Über Unterschiede zwischen Migrantinnen resp. Frauen mit Migrationshintergrund und einheimischen, nicht zugewanderten Frauen in wichtigen perinatalen Versorgungsparametern, wie z. B. der Sectiorate, wurde in einer Reihe von Arbeiten berichtet: Migrationsstress, Auflösung bestehender sozialer Netzwerke aufgrund der Migration oder mit zunehmender Akkulturation, niedriger sozialer Status, schlechter Zugang zum Gesundheitssystem, Diskriminierung im Versorgungssystem können jeweils allein oder in Kombination mögliche Ursachen für Unterschiede in Sectioraten und perinatalen Ergebnisdaten bei Migrantinnen sein (z. B. [9], [10]).

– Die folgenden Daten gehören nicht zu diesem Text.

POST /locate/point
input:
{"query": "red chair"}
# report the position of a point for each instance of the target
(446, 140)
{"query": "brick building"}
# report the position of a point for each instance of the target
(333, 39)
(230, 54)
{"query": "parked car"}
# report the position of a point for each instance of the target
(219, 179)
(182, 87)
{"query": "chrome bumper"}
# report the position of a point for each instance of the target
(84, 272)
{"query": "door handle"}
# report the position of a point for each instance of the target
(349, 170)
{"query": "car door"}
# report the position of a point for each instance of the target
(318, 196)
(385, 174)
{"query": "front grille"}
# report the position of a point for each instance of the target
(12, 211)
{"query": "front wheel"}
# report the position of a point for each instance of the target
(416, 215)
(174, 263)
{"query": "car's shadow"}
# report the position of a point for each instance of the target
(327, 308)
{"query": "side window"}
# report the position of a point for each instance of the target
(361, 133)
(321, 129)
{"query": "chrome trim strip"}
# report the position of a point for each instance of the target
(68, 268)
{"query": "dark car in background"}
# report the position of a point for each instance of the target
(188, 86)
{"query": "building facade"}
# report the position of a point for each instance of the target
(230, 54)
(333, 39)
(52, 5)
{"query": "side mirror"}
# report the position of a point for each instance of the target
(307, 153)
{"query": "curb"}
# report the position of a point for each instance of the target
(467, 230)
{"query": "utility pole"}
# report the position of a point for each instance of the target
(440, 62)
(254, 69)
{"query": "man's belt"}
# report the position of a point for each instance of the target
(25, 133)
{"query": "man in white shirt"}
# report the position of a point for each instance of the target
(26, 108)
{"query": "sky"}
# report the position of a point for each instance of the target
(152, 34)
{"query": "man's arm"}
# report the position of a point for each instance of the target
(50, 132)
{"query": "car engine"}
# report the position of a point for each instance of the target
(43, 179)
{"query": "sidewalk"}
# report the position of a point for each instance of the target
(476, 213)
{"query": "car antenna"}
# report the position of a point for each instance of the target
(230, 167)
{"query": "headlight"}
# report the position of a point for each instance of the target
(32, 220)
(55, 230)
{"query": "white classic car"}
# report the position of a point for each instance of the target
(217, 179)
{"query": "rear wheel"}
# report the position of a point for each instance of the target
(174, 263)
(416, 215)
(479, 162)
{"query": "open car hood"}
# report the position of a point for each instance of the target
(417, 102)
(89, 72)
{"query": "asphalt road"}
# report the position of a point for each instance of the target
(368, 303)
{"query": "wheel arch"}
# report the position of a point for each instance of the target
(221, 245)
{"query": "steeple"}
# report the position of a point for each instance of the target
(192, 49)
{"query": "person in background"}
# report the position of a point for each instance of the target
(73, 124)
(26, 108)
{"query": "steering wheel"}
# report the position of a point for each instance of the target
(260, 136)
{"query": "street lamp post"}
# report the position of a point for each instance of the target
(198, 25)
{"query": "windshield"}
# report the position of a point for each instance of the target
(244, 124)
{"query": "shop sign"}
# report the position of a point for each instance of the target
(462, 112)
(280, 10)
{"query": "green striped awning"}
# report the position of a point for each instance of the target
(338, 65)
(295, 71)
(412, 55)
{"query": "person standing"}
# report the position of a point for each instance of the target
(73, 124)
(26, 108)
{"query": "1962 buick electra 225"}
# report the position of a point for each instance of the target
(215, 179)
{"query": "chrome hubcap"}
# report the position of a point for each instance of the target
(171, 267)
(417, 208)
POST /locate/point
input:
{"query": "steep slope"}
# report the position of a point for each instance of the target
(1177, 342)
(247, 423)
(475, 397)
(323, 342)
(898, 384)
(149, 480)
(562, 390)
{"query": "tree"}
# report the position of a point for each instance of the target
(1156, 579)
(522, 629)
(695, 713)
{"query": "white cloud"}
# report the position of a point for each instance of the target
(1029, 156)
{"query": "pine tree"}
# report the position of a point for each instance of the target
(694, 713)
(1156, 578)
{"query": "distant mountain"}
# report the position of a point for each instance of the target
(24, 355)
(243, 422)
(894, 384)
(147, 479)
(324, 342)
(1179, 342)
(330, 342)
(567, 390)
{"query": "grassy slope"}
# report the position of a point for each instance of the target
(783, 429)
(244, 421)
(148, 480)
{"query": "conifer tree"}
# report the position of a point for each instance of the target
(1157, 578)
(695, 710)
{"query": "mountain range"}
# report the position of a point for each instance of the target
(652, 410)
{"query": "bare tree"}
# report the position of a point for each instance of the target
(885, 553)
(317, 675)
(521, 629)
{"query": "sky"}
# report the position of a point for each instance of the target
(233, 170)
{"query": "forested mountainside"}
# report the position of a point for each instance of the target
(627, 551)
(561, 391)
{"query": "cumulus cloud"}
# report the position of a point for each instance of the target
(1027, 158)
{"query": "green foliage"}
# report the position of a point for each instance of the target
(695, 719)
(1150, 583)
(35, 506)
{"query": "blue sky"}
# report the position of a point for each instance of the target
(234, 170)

Ein systematisches Literaturreview zu internationaler Migration und Kaiserschnittentbindung stellt in 60% der analysierten Studien Unterschiede bei der Kaiserschnittrate zwischen Immigrantinnen und einheimischen Frauen fest, weist aber darauf hin, dass die Datenlage nicht ausreicht, um Unterschiede angemessen zu erklären [12]. Als Risikofaktoren für Kaiserschnittentbindungen bei Migrantinnen werden häufig Sprach- und Kommunikationsprobleme, niedriger sozioökonomischer Status, schlechte mütterliche Gesundheit, Übergewicht, kephalopelvines Missverhältnis und unzureichende Schwangerenvorsorge genannt, während protektive Faktoren den sog. Healthy Migrant Effect, die Bevorzugung einer vaginalen Geburt, einen gesünderen Lebensstil sowie ein jüngeres Lebensalter der Mütter bei der 1. Geburt umfassen [9], [10], [11], [13].

Aus klinischer Sicht sollten nach Adjustierung hinsichtlich soziodemografischer und prädisponierender Faktoren die Notsectioraten zwischen Migrantinnen und Nichtmigrantinnen nicht differieren.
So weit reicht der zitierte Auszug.